Sometimes, an investor gets lucky. They invest in a company with an idea that doesn't go anywhere, the company pivots, and you wind up in the next big thing.
In hindsight, an investor will tell you that they knew they had backed a great team and that was the key to the investment. It's never luck.
I have a lot of trouble with the "great team" scenario, because it just doesn't seem to play out in real life. What about when a company clearly makes a stupid acquisition? When they spend hundreds of millions to buy you only to turn off your product and shut it off later, were you a great team, but you wouldn't have been a great team if you ran out of money two weeks earlier?
Is greatness innate? Are you born to be an entrepreneur?
Why don't all the people who have "great" entrepreneurial qualities succeed? Wouldn't there be some test you could give all first time entrepreneurs to gage their entrepreneurial prowess to understand how good they'll be at running a company?
It feels like a lot of hocus pocus half the time--where we mistake agressiveness and ambition for qualities of good management in startups. Maybe that's why half the time it seems that entrepreneurs are getting in trouble these days--because investors aren't as good as we think they are at funding the kind of people you want to back.

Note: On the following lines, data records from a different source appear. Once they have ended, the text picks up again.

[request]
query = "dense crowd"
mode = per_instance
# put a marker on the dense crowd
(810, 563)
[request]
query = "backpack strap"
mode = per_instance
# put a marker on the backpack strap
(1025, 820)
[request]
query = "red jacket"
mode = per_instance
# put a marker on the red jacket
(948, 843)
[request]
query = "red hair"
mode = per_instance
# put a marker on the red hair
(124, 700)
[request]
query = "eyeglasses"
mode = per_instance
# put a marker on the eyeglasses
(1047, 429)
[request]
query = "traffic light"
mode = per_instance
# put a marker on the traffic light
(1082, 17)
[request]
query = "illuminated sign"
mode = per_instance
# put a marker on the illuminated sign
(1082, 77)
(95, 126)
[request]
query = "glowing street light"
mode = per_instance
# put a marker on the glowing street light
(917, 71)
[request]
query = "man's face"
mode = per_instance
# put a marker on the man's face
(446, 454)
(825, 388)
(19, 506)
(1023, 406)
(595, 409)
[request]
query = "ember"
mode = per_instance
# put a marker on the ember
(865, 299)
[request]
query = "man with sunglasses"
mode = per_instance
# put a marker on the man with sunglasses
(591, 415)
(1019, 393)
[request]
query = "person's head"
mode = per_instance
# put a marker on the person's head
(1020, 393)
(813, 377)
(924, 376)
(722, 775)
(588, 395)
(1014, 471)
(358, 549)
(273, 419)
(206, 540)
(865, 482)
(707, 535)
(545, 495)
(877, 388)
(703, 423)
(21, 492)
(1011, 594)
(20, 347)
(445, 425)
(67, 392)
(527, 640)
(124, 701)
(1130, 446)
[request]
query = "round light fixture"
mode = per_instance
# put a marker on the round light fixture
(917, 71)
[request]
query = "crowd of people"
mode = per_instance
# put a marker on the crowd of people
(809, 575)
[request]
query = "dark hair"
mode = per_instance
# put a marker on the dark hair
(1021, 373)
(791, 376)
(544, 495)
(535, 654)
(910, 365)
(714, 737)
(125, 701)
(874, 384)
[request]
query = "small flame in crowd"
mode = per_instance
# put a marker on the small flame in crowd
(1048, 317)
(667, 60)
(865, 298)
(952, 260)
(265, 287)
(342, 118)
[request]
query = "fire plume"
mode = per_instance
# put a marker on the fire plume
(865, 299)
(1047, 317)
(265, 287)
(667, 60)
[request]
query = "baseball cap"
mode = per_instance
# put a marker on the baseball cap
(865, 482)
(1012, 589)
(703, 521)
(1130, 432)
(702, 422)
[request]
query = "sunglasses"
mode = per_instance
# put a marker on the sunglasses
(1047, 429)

Adam D'Augelli, a very smart investor over at True Ventures, mentioned to me the other day something that rang true--that the best entrepreneurs update their investors with metrics, not stories. That made a lot of sense to me, but what also led from that was the idea that watching metrics was a habit, not something you're born with. It's something that anyone can get into the habit of doing. Knowing your metrics and following them is a discipline and being disciplined is really what being a manager is all about. Do you create processes that bring the right people to your company? Do you create processes that allow them to communicate well with each other and execute? The thing that makes a team more than just a collection of individuals is a system.
The best entrepreneurs I've worked with have great habits and they create great habits in their companies. They have a way to do just about everything--including how they go about learning what they don't know. Good learning habits are key to success, because no one is born knowing everything.
I like this habit model of great entrepreneurs because it means anyone can get their given determination and discipline. It makes greatness accessable.
It's the same with culture. Culture isn't innate to a company--it's a series of habits and practices. It derives from conscious language choices when you hear from management both in public and private--from where incentives are placed, and related to how much emphasize is put on values, communication, and mutual respect. It doesn't just happen. It's a habitual practice.
It's very similar to my own experience with running.
When you're younger, so much of your physical ability derives from the randomness of who sprouts up earlier, who was born just before the cutoff and happens to be almost a year older than everyone, etc. Over time, those advantages disappear as the playing field evens out. Your ability to be a good runner at the recreational level, as you get older, has more to do with your diet and exercise routine than it has anything to do with genetics. In the top 1%, that might not hold, but I'm routinely finishing around the top 5% of my races these days without ever having been anything in the realm of being a top athlete when I was younger. I'm just a lot more disciplined than a lot of my 30-something peers these days, and that's a big advantage.
Greatness is a practice that anyone can achieve. I like it better that way.